Olly Betts <olly at survex.com> wrote:> On Tue, Aug 26, 2025 at 02:31:15AM +0000, Eric Wong wrote:
> > Olly Betts <olly at survex.com> wrote:
> > > Do you process in ascending NNTP_ARTICLE_NUMBER order?
> > >
> > > If so you should get sequential update mode for tables like the
> > > "data" one. If not you're probably triggering
random access mode
> > > for all tables.
> >
> > Yes, it's ascending, but I use ->replace_document to keep docid
> > matching NNTP_ARTICLE_NUMBER so each shard sees docids
> > incrementing by SHARD_COUNT instead of 1. Would doing
> > replace_document with ascending docid gaps allow glass to work
> > in sequential mode?
>
> Yes - what matters is that each item added to the table goes immediately
> after the previously added one, which is still true if there are unused
> docids between them.
>
> Are you saying the docids in the shards match NNTP_ARTICLE_NUMBER
> and so one has 1, 4, 7, ...; another 2, 5, 8, ...; the third 3, 6, 9,
> ...?
Yes, exactly. So good to know.
One caveat is one of the indexers will avoid creating new Xapian
docs for cross-posted messages but add new List-IDs to existing
docs.
For example, if one message gets cross-posted to multiple
mailing lists and we process each mailing list sequentially, the
initial message would be indexed with List-Id:<a.example.com>.

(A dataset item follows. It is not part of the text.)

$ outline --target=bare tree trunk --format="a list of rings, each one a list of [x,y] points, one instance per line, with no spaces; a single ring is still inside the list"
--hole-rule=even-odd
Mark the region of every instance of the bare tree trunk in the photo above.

However, somewhere down the line we're processing
List-Id:<b.example.com>, we'll add the new List-Id value to the
original message we saw (possibly millions of messages ago) so
non-sequential performance does end up being important, too.
IOW, if a message is cross-posted to a dozen lists, we end up
doing replace_document on the same docid a dozen times (ick!)

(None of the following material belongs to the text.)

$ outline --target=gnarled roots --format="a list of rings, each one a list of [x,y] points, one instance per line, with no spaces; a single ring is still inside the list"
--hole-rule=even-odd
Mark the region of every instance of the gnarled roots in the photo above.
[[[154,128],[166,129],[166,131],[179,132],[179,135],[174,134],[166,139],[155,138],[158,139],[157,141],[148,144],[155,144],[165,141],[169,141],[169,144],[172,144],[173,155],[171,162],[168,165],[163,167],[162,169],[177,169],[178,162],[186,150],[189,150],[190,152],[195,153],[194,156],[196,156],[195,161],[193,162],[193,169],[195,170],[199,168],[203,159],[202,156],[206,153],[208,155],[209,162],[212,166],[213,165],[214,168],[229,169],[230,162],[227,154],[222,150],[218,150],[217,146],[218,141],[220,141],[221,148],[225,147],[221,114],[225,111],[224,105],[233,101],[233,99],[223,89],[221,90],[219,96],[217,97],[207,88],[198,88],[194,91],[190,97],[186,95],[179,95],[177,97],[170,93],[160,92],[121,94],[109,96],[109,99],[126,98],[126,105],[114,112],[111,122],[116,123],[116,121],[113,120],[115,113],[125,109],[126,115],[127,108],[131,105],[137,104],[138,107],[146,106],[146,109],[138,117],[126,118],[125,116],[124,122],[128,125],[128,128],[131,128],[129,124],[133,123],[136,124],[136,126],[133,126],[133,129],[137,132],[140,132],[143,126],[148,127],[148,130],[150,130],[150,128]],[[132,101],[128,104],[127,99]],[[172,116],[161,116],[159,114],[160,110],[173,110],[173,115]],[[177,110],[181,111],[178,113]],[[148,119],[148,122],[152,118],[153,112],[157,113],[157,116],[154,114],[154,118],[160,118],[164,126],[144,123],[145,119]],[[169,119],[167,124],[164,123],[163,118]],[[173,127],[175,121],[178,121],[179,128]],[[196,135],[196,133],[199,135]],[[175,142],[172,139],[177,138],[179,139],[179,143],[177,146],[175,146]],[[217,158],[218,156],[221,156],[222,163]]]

Thus for the initial index, I'm working on altering the strategy to
perform all deduplication first, and then index the message in
Xapian with a single replace_document with all known List-Ids only
after all deduplication is done.
> I'd have gone for making the docids in the combined database match
> NNTP_ARTICLE_NUMBER, which would mean they're sequential in each shard
> (except if there are ever gaps in NNTP_ARTICLE_NUMBER) and the smaller
> docid values and smaller gaps between them will encode a little more
> efficiently.
Understood; but would it be possible to continue to do parallel
indexing as NNTP article numbers are being allocated sequentially?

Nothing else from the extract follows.